In seguito la statua della Madonna venne posta sulla cima della cupola, ma rimase coperta fino al pomeriggio di domenica 31 maggio, quando fu possibile vederla per la prima volta nella sua collocazione definitiva.
Per quanto riguardò il Banco, la vendita dei biglietti, che costavano 20 centesimi l’uno e corrispondevano ormai a settemila oggetti, ebbe inizio a metà pomeriggio del 24 maggio e proseguì fino alle dieci di sera, con l’illuminazione a gas allestita gratuitamente e con l’accompagnamento musicale della bandina dell’Ospizio di Carità, già presente alla benedizione. Il Banco, come annotò “La Sesia”, fece subito affari d’oro, tanto che rimasero per i successivi sorteggi solo tremila oggetti, ridottisi poi a pochi, anche se alcuni erano di gran valore. Così all’inizio di giugno il Comitato decise di ricorrere a un’Asta pubblica, che si tenne per due volte di domenica nella vicina Chiesa di San Pietro Martire, dove le funzioni parrocchiali furono trasferite durante tutto il periodo dei lavori di ampliamento. A essere messi all’incanto furono alcuni ricami preziosi, come l’elegante fazzoletto donato da Paolina Ivaldi, Direttrice del Collegio delle Orfane di Vercelli, una croce d’oro del valore di 50 lire, oltre a un apparecchio elettrico e a un bel binocolo. A questi oggetti si aggiunsero i quadri non estratti in precedenza, costituiti da una “Sacra Famiglia” , da una “Morte di San Giuseppe” e dal più prezioso di tutti, che era una copia ricamata in seta di “Nostra Signora delle Grazie” di Parigi, dono dell’Arcivescovo.

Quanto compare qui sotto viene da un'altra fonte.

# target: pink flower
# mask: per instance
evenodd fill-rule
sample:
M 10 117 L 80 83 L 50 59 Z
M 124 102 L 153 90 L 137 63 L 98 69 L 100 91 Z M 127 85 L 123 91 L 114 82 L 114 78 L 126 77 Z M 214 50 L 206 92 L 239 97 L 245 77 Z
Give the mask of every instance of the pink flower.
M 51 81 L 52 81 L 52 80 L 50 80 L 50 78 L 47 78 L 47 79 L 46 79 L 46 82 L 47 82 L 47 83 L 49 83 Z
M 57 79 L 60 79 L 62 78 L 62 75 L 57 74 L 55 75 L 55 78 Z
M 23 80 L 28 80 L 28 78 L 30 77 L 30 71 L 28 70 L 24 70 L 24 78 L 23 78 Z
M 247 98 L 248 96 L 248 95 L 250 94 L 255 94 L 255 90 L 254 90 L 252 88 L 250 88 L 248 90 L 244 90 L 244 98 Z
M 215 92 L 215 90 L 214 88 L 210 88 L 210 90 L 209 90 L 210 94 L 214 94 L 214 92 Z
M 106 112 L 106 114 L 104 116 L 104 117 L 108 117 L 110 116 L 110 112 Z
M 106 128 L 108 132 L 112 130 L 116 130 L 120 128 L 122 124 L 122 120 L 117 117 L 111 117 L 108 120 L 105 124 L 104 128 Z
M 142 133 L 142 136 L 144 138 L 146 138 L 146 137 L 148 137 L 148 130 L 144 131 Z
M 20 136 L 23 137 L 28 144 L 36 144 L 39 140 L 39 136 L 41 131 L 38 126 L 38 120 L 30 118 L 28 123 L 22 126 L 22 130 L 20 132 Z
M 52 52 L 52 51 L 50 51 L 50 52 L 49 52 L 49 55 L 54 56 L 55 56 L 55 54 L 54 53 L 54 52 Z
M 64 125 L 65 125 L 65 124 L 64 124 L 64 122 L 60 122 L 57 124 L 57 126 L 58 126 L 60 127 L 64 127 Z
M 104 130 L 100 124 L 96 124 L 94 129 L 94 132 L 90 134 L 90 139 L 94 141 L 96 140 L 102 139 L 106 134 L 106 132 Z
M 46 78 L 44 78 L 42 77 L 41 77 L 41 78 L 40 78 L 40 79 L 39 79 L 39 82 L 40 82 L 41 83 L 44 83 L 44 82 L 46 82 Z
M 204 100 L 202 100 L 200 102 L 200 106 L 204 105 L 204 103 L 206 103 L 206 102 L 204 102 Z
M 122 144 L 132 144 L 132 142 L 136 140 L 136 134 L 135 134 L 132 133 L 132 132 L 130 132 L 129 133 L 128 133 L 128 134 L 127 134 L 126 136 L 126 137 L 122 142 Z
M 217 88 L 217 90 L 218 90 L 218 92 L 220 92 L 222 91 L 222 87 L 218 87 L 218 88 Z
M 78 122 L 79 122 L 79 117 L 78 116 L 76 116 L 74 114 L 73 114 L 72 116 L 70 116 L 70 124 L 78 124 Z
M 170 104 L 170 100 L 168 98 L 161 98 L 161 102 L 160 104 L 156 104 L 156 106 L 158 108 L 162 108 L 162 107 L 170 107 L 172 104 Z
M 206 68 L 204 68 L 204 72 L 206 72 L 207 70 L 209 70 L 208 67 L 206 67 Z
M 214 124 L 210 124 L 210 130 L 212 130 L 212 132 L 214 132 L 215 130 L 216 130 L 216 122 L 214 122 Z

Il bilancio finale del Banco di Beneficenza e delle Aste fu largamente positivo, poiché superò, con l’aggiunta di alcune offerte in denaro, le 7500 lire e, dedotte tutte le spese, permise al Comitato di versare alla “Cassa dei restauri della Chiesa” quasi 4000 lire. Si trattò di una vera boccata d’ossigeno per l’ingente debito,rimasto anche dopo l’inaugurazione del nuovo Santuario avvenuta il 21 novembre 1896, assillando quindi a lungo don Pagliano, il quale aveva voluto con fermezza una Chiesa grandiosa, coronata da quella che i fedeli vercellesi chiamano abitualmente “ la nostra Madonnina”.